Michael Saunders’ Contact Issues

Corner outfield was the biggest weakness of the 2016 Phillies. To solve this problems, the Phillies brought in Howie Kendrick and Michael Saunders. Kendrick has been out with an injury, but Aaron Altherr has continued to provide the Phillies excellent production in left field. In 2016 Phillies right fielders hit .231/.291/.350, and Saunders, even with his second half collapse, hit .253/.338/.478, so he was supposed to be a large upgrade for the Phillies. However, even with 2 home runs in the last week, Saunders is only hitting .253/.286/.391. So when do we panic?

Not now. Saunders is still only 25 games into a season in a new league for a new team, so no one should panic anyway. Saunders also has been scorching the ball of late, so it makes sense that his ISO will climb at least above his career line of .166 from its current .138. That still doesn’t deal with the biggest problem with Saunders’ line—his on base percentage.
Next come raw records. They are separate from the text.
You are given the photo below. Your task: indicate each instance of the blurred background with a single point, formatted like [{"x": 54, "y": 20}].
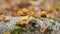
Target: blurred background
[{"x": 13, "y": 6}]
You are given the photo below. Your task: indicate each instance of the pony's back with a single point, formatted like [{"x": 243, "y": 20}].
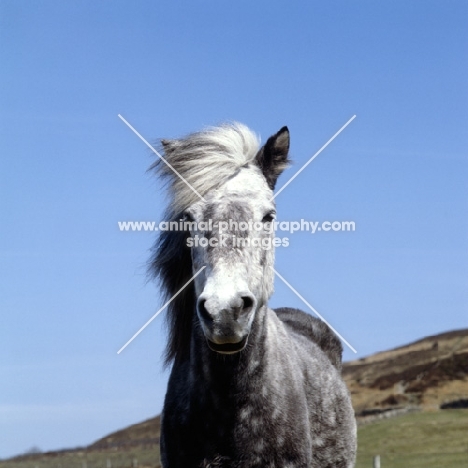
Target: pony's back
[{"x": 314, "y": 329}]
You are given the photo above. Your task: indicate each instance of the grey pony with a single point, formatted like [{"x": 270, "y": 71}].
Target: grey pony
[{"x": 250, "y": 386}]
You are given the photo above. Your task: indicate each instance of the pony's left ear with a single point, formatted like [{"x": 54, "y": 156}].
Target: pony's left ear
[{"x": 273, "y": 156}]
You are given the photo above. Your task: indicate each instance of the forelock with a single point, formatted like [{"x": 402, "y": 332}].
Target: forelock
[{"x": 205, "y": 160}]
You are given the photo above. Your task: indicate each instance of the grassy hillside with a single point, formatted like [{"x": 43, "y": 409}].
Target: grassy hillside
[
  {"x": 429, "y": 439},
  {"x": 423, "y": 374}
]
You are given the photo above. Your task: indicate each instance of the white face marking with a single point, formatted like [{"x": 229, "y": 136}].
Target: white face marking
[{"x": 236, "y": 280}]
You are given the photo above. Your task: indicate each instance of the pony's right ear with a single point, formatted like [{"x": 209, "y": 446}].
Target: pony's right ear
[
  {"x": 168, "y": 145},
  {"x": 273, "y": 156}
]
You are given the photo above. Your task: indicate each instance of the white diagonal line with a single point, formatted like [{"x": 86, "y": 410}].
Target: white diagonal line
[
  {"x": 161, "y": 309},
  {"x": 313, "y": 157},
  {"x": 160, "y": 157},
  {"x": 312, "y": 309}
]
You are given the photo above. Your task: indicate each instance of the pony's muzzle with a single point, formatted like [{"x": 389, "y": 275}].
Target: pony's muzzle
[{"x": 226, "y": 323}]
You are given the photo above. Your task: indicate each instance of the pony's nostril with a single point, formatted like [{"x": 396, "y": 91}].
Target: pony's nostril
[
  {"x": 247, "y": 303},
  {"x": 203, "y": 311}
]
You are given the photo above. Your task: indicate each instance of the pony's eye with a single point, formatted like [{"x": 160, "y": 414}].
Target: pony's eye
[{"x": 269, "y": 217}]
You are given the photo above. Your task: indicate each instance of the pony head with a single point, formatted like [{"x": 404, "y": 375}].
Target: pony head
[{"x": 221, "y": 187}]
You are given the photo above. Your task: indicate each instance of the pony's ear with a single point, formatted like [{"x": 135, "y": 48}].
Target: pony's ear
[
  {"x": 273, "y": 156},
  {"x": 168, "y": 145}
]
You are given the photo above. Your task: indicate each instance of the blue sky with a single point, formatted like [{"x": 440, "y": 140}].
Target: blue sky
[{"x": 74, "y": 289}]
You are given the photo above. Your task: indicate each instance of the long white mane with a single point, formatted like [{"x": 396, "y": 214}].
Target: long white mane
[{"x": 206, "y": 160}]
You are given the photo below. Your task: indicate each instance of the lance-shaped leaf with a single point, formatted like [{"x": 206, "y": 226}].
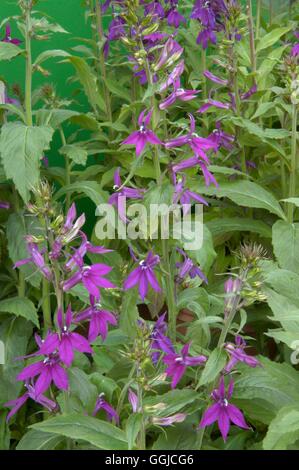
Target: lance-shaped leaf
[{"x": 21, "y": 149}]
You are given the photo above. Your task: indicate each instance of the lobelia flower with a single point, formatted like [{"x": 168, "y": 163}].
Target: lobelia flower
[
  {"x": 99, "y": 319},
  {"x": 214, "y": 78},
  {"x": 295, "y": 49},
  {"x": 188, "y": 268},
  {"x": 37, "y": 259},
  {"x": 159, "y": 342},
  {"x": 143, "y": 136},
  {"x": 198, "y": 144},
  {"x": 102, "y": 404},
  {"x": 92, "y": 277},
  {"x": 171, "y": 52},
  {"x": 169, "y": 420},
  {"x": 178, "y": 94},
  {"x": 30, "y": 393},
  {"x": 143, "y": 275},
  {"x": 48, "y": 370},
  {"x": 174, "y": 18},
  {"x": 222, "y": 138},
  {"x": 222, "y": 411},
  {"x": 173, "y": 76},
  {"x": 177, "y": 364},
  {"x": 77, "y": 258},
  {"x": 8, "y": 37},
  {"x": 237, "y": 354},
  {"x": 185, "y": 196},
  {"x": 118, "y": 199},
  {"x": 133, "y": 399},
  {"x": 66, "y": 341}
]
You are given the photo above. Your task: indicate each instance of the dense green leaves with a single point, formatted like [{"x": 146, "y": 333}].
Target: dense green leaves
[
  {"x": 102, "y": 435},
  {"x": 21, "y": 149}
]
Currently, Saunders has a 3.3% walk rate. Saunders has never been known as a free swinger, and he has a career walk rate of 9.3%. His previous 4 seasons have been even better, with walk rates of 11.5%, 9.9%, 13.9%, and 10.6%. What makes this all a bit more confusing is that Saunders is seeing the most pitches per plate appearance of his career, outside of his 36 PA season in 2015.

What has changed in our tiny sample size is that Saunders is swinging more. His percentage of swing on balls outside of the strike zone is up from 26.1% to 30.9%, which means Saunders is seeing fewer balls. He is making contact on those balls at a greatly increased rate (45.9% to 55.1%), which would help explain why he is not striking out as much. Saunders is also swinging at more pitches in the strike zone, and he is also making more contact on those pitches as well (he is up to 90.8% on zone contact).

This all helps explain why his walk rate is so low. Right now he is swinging and putting those balls in play. In an ideal world, pitchers are going to be less willing to give him pitches near the strike zone if he is just going to hit them. But this gets us to part 2 of why Saunders is struggling, one I glossed over earlier. He is making poor contact. Saunders’ ground balls are up, his line drives are down, and his fly balls are stable, except for the fact that he is hitting pop ups twice as much as last year.

Without going back to the film and mapping each PA, it is hard to know if the poor contact comes from making contact with bad pitches, or if he is struggling to square the ball up. What we do know is the low walk rate is almost assuredly unsustainable, given how many pitches he is seeing. It is going to take a larger sample size to know if he is the player he was with the Blue Jays or if he has diminished some in the past 12 months.